At the same time, he found that polyphasic sleep results in poorer performance
compared to normal sleepers. And this was considered non-noteworthy, since
obviously 2 hours of sleep is worse than 8. You can find his articles on
Google Scholar.

Steve Pavlina is the only person I know of who has claimed to be polyphasic
for an extended period of time and claimed that there is no performance
decrease. Unfortunately, Steve refused to do any scientific testing and relied
entirely on his own subjective judgment. He gave it up after 6 months anyway,
but still maintains it is effective.

Steve's Pavlina's experience however exactly fits in with the best scientific
understanding of sleep (which Wozniak perfectly elucidates). Steve Pavlina was
never able to maintain the schedule without an alarm clock, which indicates
that his body did not adapt and was not co-operating or behaving in a
"natural" way.

The theory that Steve was only getting REM is shot down by his own journals
which indicate that he was getting both Delta and REM. My own experience with
polyphasic also indicates that while the proportion of REM may increase, you
still get delta sleep. I was fully (and rigidly) polyphasic for some weeks but
never stopped having delta sleep. I also consistently showed decreased
performance that could only be overcome by surges of adrenaline and autonomic
excitation in general - which is easily caused when a loud alarm clock wakes
you up when your body desperately desires sleep. You are tricking your body
into a state of permanent fight or flight.

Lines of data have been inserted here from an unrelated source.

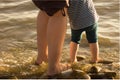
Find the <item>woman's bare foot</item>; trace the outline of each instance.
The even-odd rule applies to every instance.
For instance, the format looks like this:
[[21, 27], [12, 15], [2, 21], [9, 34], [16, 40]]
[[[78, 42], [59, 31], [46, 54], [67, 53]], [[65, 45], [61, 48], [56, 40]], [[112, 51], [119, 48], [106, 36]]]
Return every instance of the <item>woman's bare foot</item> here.
[[56, 75], [56, 74], [60, 74], [62, 71], [65, 71], [65, 70], [68, 70], [71, 68], [71, 64], [68, 64], [68, 63], [59, 63], [56, 68], [54, 68], [54, 70], [52, 71], [48, 71], [47, 74], [49, 76], [53, 76], [53, 75]]
[[48, 58], [47, 58], [47, 56], [46, 57], [44, 57], [44, 58], [39, 58], [39, 57], [37, 57], [37, 59], [36, 59], [36, 61], [35, 61], [35, 65], [40, 65], [40, 64], [42, 64], [42, 62], [48, 62]]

Anyway the studies were done in the 80s that directly measured performance.
But in the modern day extensive studies have been done on sleep and everything
we know about sleep now shoots down all the theorizing that the polyphasics
use to justify their crazy. The idea that delta wave sleep is useless has been
utterly rejected because it has been shown that delta wave sleep contributes
to long-term memory encoding. If you cut down on delta wave, you cut down on
long-term memory. If you cut down on sleep in general, you cut down on
cognitive abilities in general.

This trade off may be worth it for some people, but they should be aware that
it is a trade off. Magical thinking like that displayed by Steve Pavlina does
not magically make you immune from the negative side effects of sleep
deprivation. You get over the drowsiness with sheer strength of will and
adrenaline, but the fogginess doesn't go away. (Steve considered the fogginess
to be a benefit. But remember this is a guy who believes ghosts tell him how
to win at blackjack.)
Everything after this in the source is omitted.